I just CANNOT get into the holidays this year. Halloween is our favorite holiday, much to the chagrin of our neighbors. We normally decorate the hell out of our house, pun intended, and have an adult costume party. Halloween came and went and we only managed to get a spider on the roof, string up a few orange lights, and set the little Halloween tree on the table. Disgraceful!
Thanksgiving is usually fueled by my husband's obsession with the perfect turkey recipe. It helps to sort of get me in the mood since I make all the sides and I am amused at his primitive need to play with meat. My 4.5 year old is old enough now to talk about what he is thankful for and to make a beautiful pipecleaner centerpiece. His excitement and sweet answers to what he is thankful for ("I'm thankful that you grew me, mommy." And "My mommy and daddy, the President, those scientists that make the big robots, the police and firemen that save you, Ironman and Captain America.") melted my heart this year.
As with most families, Thanksgiving weekend is followed by dragging out the Christmas tree and decorating the house. Although we are not religious, we still celebrate Christmas. (I think of the tree as a way to honor my ancestry since Germans brought the tradition to this country!) I bought a few supplies to make ornaments with the kids. I could put their pictures in the little plastic balls and helped them stuff tinsel inside and put stickers on the outside. But I had only a small plastic butterfly to put in Ellie's. Her stocking hangs empty next to her siblings, never to be filled or opened. I know that I will watch the children open their gifts in their Christmas PJs and laugh at their excitement. And I know I will have to excuse myself for a few minutes to hide my tears for what will never be.

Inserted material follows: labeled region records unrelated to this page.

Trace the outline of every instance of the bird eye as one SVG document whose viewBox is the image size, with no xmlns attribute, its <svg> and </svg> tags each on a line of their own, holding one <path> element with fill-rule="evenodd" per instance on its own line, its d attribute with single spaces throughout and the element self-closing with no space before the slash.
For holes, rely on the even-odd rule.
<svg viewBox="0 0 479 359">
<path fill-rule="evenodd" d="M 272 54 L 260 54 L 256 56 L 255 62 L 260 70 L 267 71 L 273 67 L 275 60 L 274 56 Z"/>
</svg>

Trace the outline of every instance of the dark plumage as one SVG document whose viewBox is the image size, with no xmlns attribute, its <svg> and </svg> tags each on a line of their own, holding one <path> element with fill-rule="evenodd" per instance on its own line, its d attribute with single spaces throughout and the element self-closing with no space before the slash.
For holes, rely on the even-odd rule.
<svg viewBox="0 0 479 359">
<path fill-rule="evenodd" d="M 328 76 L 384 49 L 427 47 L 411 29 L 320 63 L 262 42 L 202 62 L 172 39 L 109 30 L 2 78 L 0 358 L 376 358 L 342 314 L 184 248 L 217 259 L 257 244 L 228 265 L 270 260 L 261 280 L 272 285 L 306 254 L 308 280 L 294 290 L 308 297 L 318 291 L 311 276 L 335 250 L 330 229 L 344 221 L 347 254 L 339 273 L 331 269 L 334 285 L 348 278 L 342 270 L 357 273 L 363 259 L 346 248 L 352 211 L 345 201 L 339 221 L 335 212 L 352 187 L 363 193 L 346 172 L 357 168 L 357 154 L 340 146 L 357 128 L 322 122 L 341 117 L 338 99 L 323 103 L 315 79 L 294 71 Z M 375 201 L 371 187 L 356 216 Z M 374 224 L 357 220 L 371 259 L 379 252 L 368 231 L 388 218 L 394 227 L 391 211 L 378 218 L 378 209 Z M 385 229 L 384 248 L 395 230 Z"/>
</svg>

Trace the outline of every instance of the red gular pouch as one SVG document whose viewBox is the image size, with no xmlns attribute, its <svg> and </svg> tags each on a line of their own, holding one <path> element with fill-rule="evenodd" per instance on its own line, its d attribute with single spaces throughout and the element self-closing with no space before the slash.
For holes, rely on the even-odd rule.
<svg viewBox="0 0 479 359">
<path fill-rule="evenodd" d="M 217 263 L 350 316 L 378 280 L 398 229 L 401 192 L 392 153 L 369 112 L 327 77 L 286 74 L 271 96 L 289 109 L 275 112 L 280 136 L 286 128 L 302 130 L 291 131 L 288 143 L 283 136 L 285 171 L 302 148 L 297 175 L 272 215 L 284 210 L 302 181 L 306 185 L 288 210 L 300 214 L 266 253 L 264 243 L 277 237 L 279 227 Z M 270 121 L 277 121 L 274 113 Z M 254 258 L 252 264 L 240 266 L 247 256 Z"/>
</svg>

This is the third holiday season since Ellie's death and the first year we are traveling to see family. The fear that they will not mention her, or worse, make me feel awful for mentioning her or tearing up, makes my stomach hurt. While the grandparents get to see all their living children and grandchildren, I will be expected to be thankful for what I have (which of course I am) and to not "bring the mood down". So, like almost every other day in the year, I will have to stay quiet because conflict on top of grief is no winter wonderland.